Squeezed
out: last accordion maker in France to close shop after 105 years
Maugein
owner blames competition from China and Covid pandemic for firm’s demise, but
former French president says there is hope
Kim Willsher
in Paris
Sat 5 Oct
2024 06.00 CEST
Its
distinctive sound has provided the soundtrack for some of France’s most
recognisable cultural classics, from Parisian dance halls to the film Amélie
and the songs of Édith Piaf. It has even been played by a former president.
But it seems
the traditional French-made accordéon à bretelles (strap accordion) has been
squeezed out of existence after Maugein, the country’s last manufacturer, was
forced into liquidation after 105 years of making the instrument, known as the
“poor person’s piano”.
“We’re
closing,” said Richard Brandao, 57, who took over the struggling company 11
years ago, and who blames competition from China and the disruption of the
Covid pandemic for the firm’s demise.
“Since
Covid, it’s all over. We were going up the slope until 2019, but Covid took us
down,” he added.
Maugein, the
last artisanal French accordion maker in a market dominated by Chinese
manufacturers, still had 10 employees, the oldest of whom started out as an
apprentice 39 years ago.
Founded in
1919 by Jean Maugein, who made the instruments in a former first world war
munitions factory, the company originally employed 290 people in the town of
Tulle in the Corrèze in central France.

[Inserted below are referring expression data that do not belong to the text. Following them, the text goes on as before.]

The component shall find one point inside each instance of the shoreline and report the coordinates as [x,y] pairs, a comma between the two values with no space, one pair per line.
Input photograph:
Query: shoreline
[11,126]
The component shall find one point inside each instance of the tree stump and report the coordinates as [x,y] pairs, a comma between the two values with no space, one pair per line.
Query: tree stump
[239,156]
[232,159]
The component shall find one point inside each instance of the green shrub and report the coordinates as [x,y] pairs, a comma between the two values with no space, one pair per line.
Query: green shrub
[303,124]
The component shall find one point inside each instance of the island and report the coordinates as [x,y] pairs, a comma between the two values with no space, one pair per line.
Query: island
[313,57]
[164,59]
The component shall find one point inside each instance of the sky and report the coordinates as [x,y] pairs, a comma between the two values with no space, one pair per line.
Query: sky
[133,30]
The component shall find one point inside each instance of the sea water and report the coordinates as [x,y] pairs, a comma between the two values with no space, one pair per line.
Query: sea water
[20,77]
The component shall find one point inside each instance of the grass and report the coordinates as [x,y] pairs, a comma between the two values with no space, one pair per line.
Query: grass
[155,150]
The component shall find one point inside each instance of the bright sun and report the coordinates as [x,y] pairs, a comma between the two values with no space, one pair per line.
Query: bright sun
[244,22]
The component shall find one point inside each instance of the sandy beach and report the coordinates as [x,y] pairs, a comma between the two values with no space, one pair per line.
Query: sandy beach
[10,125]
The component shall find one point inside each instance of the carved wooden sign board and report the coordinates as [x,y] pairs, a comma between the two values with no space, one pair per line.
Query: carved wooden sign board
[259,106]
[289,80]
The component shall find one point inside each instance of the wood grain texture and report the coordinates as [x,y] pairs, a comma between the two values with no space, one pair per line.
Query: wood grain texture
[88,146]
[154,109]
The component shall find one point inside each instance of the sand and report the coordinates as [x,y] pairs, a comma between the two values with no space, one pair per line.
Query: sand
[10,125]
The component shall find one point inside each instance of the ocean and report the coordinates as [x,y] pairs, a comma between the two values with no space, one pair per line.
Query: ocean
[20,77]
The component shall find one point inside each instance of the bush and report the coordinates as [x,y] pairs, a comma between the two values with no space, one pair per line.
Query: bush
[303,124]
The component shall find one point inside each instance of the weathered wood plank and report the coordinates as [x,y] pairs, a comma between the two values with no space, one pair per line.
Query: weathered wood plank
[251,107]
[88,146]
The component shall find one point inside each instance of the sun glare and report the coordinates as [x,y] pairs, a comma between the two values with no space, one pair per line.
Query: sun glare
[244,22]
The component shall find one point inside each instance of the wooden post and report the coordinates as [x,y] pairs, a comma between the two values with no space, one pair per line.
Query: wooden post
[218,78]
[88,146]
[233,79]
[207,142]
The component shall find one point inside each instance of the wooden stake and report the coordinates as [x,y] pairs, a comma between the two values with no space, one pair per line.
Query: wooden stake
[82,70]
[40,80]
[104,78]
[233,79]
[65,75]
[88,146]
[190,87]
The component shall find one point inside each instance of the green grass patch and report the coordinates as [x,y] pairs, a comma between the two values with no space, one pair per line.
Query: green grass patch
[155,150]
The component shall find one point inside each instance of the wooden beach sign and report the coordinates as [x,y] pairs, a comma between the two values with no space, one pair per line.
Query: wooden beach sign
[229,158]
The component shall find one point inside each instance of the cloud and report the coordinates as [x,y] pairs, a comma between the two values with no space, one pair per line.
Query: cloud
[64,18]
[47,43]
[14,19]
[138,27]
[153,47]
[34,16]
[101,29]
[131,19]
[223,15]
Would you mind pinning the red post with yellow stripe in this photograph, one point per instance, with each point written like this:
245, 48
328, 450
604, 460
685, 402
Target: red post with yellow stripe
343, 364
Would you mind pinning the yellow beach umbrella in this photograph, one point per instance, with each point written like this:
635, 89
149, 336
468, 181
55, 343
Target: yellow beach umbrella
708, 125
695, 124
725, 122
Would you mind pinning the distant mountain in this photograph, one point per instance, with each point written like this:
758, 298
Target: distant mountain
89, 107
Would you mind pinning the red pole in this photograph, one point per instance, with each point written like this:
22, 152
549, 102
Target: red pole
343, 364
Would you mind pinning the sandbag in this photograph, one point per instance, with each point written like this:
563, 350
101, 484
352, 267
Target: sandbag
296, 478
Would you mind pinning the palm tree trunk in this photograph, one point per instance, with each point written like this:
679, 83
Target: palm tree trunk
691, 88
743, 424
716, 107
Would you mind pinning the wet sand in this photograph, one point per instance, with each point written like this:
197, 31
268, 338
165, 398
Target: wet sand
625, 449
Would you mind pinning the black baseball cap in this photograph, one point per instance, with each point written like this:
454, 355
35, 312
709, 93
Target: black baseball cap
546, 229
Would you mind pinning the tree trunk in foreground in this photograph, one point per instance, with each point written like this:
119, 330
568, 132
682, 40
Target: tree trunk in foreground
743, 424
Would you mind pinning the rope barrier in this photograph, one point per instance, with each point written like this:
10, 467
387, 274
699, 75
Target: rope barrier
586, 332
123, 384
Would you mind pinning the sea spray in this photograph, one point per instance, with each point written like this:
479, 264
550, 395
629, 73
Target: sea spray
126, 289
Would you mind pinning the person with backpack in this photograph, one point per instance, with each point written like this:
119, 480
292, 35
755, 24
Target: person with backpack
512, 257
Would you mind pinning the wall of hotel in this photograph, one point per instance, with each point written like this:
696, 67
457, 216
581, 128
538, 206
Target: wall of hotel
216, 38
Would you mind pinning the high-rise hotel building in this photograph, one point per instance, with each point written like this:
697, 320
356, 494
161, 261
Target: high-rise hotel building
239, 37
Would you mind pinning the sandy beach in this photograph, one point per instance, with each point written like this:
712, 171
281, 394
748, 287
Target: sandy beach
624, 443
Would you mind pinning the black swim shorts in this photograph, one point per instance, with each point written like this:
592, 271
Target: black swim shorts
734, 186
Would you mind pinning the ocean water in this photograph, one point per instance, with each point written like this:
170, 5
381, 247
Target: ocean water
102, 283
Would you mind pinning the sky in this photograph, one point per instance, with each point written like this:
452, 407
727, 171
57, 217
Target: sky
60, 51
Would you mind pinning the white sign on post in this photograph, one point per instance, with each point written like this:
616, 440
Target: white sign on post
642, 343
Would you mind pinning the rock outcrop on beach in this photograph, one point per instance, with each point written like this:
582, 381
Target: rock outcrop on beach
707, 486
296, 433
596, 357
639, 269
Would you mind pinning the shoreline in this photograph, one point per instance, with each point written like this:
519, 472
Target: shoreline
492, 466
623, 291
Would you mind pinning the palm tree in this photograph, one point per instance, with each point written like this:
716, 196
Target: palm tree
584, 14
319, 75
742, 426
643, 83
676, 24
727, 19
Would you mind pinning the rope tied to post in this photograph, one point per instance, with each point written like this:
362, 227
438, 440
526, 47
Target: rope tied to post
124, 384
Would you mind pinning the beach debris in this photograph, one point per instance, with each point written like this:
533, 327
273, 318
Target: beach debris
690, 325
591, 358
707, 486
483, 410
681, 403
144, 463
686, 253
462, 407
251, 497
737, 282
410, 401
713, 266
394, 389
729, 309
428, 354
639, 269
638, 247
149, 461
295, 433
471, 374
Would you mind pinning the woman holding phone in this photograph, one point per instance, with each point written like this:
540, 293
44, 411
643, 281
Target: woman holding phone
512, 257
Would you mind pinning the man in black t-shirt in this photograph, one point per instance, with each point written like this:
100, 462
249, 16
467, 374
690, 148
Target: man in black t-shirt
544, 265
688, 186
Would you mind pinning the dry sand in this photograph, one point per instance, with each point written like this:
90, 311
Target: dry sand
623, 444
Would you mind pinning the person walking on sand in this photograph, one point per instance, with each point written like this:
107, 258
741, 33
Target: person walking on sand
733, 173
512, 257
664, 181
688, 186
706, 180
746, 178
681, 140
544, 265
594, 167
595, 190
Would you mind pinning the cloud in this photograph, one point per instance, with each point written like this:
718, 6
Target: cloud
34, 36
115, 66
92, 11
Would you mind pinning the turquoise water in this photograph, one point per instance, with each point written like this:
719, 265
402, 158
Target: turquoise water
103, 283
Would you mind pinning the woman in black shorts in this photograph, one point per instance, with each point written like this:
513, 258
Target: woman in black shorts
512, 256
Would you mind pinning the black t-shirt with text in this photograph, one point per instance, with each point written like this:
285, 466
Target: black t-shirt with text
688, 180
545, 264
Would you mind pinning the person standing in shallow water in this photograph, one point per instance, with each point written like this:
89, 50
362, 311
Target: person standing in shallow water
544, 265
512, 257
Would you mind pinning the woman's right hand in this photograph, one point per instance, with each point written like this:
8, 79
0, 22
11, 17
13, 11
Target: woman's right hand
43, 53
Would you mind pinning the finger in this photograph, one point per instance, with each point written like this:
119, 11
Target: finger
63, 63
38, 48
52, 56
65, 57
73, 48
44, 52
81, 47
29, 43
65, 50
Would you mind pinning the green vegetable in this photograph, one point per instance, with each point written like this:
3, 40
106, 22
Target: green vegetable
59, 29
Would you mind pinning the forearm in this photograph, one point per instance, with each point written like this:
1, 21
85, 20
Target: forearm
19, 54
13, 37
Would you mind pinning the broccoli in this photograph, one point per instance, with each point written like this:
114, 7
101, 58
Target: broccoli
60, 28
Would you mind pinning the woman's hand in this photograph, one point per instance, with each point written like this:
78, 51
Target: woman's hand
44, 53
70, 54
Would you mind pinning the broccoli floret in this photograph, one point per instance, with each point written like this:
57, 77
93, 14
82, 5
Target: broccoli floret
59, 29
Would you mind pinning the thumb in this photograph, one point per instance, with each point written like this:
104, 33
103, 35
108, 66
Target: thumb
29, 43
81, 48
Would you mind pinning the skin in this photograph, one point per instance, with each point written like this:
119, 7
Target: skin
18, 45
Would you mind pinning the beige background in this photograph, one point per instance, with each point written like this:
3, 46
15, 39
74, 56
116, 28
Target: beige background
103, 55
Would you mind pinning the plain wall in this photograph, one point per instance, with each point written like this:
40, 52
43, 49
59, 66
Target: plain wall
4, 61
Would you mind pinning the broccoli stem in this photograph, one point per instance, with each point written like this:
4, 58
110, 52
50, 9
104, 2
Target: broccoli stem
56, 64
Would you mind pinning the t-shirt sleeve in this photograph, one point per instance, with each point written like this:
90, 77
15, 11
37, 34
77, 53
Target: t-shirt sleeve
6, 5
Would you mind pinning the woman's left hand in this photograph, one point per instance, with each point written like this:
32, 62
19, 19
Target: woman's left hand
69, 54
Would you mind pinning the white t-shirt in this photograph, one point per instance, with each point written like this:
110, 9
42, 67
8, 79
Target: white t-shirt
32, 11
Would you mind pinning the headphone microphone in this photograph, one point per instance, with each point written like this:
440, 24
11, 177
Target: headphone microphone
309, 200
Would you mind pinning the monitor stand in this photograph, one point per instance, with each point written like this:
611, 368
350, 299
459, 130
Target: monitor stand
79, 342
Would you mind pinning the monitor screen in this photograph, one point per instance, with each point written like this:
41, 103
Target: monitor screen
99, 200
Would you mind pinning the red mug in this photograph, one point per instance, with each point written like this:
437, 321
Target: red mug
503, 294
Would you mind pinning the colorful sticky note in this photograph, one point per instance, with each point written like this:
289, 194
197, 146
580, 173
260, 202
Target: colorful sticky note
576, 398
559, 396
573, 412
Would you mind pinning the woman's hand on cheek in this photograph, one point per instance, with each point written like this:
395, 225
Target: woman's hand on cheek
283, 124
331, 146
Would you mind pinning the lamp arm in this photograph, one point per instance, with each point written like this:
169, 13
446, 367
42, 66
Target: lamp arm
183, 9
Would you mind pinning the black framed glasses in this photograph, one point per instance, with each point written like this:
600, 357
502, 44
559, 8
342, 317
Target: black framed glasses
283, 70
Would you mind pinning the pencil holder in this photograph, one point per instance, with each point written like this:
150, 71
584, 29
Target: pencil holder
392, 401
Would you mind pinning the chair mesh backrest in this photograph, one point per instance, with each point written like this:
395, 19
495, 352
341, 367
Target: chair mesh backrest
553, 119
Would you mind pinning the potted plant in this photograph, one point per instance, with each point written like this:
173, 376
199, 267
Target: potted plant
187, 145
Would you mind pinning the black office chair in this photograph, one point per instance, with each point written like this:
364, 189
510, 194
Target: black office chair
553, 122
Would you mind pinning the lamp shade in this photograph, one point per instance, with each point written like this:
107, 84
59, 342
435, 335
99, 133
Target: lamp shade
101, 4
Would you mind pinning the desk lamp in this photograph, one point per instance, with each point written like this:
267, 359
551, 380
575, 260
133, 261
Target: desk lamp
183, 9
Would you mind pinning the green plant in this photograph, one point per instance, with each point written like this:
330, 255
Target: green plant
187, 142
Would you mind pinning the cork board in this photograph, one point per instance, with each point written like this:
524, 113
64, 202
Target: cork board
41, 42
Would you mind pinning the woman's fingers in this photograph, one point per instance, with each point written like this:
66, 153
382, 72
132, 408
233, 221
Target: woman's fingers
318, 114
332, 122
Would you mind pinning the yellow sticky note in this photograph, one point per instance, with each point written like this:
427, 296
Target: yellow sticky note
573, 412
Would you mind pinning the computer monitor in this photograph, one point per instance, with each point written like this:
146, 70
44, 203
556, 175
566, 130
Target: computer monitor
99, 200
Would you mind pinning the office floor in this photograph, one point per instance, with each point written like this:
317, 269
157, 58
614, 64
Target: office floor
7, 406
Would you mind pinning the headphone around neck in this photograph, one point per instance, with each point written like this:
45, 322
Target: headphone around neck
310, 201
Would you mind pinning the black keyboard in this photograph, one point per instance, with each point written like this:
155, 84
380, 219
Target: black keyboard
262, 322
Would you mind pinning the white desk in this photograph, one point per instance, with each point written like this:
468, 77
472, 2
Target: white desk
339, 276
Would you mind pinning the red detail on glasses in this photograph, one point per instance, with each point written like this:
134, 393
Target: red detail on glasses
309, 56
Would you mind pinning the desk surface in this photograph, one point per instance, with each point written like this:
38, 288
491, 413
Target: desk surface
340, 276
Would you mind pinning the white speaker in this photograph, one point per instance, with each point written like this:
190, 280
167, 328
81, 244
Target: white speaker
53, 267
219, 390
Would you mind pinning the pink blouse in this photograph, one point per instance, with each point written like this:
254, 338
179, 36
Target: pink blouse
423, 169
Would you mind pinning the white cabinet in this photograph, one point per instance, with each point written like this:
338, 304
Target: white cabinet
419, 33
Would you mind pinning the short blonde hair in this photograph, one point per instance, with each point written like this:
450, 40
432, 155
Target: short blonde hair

Business boomed after the second world
war when the arrival in France of jazz and swing boosted sales, but the company
began to decline in the 1970s.
Former
president Valéry Giscard d’Estaing, who died in 2020 and was a keen
accordionist, is credited with using the instrument to revolutionise political
communication.
In 1973,
while minister of finance, he was filmed playing a duet with the French “Queen
of the Accordion” Yvette Horner at the international accordion festival.
“If all
politicians played the accordion we’d get along much better,” he told
reporters.
Since the
1990s, Maugein has been the only accordion maker in France to produce
instruments from scratch and to order, a process that takes 110 hours and up to
6,000 parts, to create 70-80 accordions each month. By 2012, the workforce had
been reduced to 21 people, but output remained at up to 600 instruments a year.
A year
later, faced with dwindling orders caused by competition from Chinese
competitors producing cheaper models, Maugein tried to diversify by producing
harmonicas and electric accordions.
Despite a
surge in sales sparked by the success of an album by the singer and
accordionist Claudio Capéo, the company faced closure a decade ago. It was
saved with an injection of money including €600,000 (£500,000) from the former
Arsenal and French international defender Laurent Koscielny, who was born in
Tulle.
The
announcement last week that the company had been placed into liquidation by the
local financial court came just six months after former president François
Hollande, a resident of Tulle, and culture minister Rachida Dati inaugurated a
€9m Accordion City museum and cultural space in the town.
“Our only
hope was to break into the Chinese market, where growth and interest in
accordions is strongest, but we didn’t succeed,” Brandao told La Montagne
newspaper.
“And this
despite our participation in the China International Musical Instrument Show,
the world’s biggest event in the sector.”
Brandao told
the Guardian: “The company has been placed into liquidation and is therefore
closed. The employees will be made redundant next week.”
He added: “A
takeover project is being considered by 4 employees. It’s still too early to
say, but we should know more within the next month. The other employees are
looking for new jobs. That’s all the news from Maison Maugein.”
Hollande,
now an MP, said liquidation did not mean the end of the company.
“It means
that at some point, the Maugein brand, the Maugein business and the accordion
will be able to continue thanks to new investors. They are bound to narrow down
the manufacturing side but try to broaden distribution,” Hollande told Totem
Radio.
“We will
continue to encourage this takeover so we can have the satisfaction of hearing
the Maugein accordion in many concert halls.”
He added:
“Nothing is lost, everything must be done, because the announcement of
Maugein’s liquidation is not just news that saddens the people of Tulle and the
Corrèze. Accordions are known throughout France.”
The last
Maugein accordion on order will be delivered on Monday.